Bahaya tegangan tinggi



Peningkatan voltase berarti peningkatan konsekuensi keselamatan bagi pekerja jika terjadi kesalahan. Tetapi Heacox memiliki keyakinan pada kode dan standar industri.


"Standar dan peraturan memperhitungkan voltase yang lebih tinggi, jadi secara teori seharusnya tidak ada peningkatan risiko keselamatan terkait dengan ini," kata Heacox. “Sebenarnya aku percaya itu. Orang-orang tahu lebih banyak energi lebih berisiko. ”


John Drummond, insinyur aplikasi CPS America, menambahkan bahwa pemasang harus yakin untuk menggunakan peralatan yang diberi nilai 1.500, dari isolasi kawat hingga voltmeters dan di mana-mana di antaranya. Pemasang juga harus ingat bahwa jarak ruang kerja berbeda untuk proyek 1.500-V.


“Jarak ruang kerja tipikal untuk 600 dan 1.000 volt tidak berlaku untuk 1.500 volt. Anda harus menggunakan pagar yang lebih tinggi, menjaga jarak lebih jauh, menambahkan pencahayaan ekstra, hal-hal seperti itu, ”kata Every.


Meskipun Drummond dan Heacox percaya bahwa teknologi 1.500-V aman, masih terikat ke tanah.
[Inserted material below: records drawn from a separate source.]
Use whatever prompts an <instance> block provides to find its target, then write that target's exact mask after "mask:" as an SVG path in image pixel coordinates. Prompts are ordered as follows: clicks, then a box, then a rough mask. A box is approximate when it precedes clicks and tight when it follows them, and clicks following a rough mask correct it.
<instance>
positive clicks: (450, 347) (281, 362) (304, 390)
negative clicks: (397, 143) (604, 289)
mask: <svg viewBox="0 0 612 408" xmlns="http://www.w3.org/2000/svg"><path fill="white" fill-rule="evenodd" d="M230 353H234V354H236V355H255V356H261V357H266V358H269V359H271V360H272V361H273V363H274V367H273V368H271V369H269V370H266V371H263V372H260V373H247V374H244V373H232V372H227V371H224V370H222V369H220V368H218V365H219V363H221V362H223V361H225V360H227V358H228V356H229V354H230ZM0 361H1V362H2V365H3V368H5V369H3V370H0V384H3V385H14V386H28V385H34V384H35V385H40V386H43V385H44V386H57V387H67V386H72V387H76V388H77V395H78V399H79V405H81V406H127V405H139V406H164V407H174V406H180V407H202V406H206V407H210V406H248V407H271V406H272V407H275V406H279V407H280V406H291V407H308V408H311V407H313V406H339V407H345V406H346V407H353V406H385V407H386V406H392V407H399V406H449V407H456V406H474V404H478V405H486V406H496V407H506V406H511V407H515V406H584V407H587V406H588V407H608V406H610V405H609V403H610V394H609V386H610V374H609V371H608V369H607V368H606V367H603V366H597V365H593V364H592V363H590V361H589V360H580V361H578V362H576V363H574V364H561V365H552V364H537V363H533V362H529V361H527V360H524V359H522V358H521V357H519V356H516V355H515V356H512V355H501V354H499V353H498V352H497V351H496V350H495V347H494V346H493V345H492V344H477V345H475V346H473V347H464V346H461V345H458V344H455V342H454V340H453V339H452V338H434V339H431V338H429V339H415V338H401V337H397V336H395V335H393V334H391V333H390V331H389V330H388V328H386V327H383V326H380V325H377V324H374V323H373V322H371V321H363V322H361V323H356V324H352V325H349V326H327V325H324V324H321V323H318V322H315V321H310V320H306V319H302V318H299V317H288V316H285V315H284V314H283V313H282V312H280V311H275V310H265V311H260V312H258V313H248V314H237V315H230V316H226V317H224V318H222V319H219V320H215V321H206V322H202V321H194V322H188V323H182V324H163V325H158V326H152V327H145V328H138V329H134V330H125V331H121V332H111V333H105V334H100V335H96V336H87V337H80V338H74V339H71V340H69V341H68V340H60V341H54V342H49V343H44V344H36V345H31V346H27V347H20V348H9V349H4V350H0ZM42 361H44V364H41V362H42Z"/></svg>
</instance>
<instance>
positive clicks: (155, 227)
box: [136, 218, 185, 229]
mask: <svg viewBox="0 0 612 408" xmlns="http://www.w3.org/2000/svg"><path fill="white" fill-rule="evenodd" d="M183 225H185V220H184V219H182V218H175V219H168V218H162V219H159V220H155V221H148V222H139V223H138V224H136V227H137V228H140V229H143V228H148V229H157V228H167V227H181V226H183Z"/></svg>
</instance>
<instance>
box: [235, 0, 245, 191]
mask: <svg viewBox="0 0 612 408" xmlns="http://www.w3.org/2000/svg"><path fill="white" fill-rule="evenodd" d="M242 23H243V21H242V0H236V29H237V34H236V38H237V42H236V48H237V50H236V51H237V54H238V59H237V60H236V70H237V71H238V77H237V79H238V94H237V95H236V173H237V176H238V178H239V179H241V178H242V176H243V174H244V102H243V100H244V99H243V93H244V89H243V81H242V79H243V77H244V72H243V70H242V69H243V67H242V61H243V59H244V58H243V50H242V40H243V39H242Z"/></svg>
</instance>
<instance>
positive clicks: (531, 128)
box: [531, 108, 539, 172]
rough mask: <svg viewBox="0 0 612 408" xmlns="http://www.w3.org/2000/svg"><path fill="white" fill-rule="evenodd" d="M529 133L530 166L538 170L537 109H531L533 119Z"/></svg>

Drummond mengatakan dia meramalkan masa depan di mana sistem 1.500-V juga bisa naik, tetapi itu akan membutuhkan penerimaan industri.


"Benar-benar awal ... jenis aplikasi ini 'di belakang pagar,' dan saya pikir sama seperti kita bergeser dari 600 ke 1.000 volt, itu jenis keraguan yang sama untuk beralih ke 1.500 volt untuk semua aplikasi," kata Drummond.


Setiap orang tidak melihat 1.500 volt diizinkan di atap rumah karena masalah keamanan, tetapi ia mengatakan 1.500-V atap surya komersial bisa menjadi kemungkinan di masa depan. Namun, string panjang yang datang dengan 1.500 volt akan membatasi ketika merancang konfigurasi array atap. Menempatkan 26 hingga 28 panel dalam garis lurus tidak selalu mudah.


“Dalam sistem atap 1.000 V ... Anda mendapatkan sedikit lebih banyak fleksibilitas dengan cara Anda meletakkan atap rumah karena senar Anda lebih pendek. Anda harus menjalankan beberapa kabel lagi, tetapi setidaknya Anda dapat mengepakkan atap sedikit lebih baik, ”kata Every.


Sistem tenaga surya bertegangan tinggi menghadirkan fleksibilitas dan penghematan biaya untuk pemasangan tenaga surya, dan pilihan akan terus berkembang seiring dengan masuknya peralatan surya 1.500-V yang lebih inovatif ke pasar.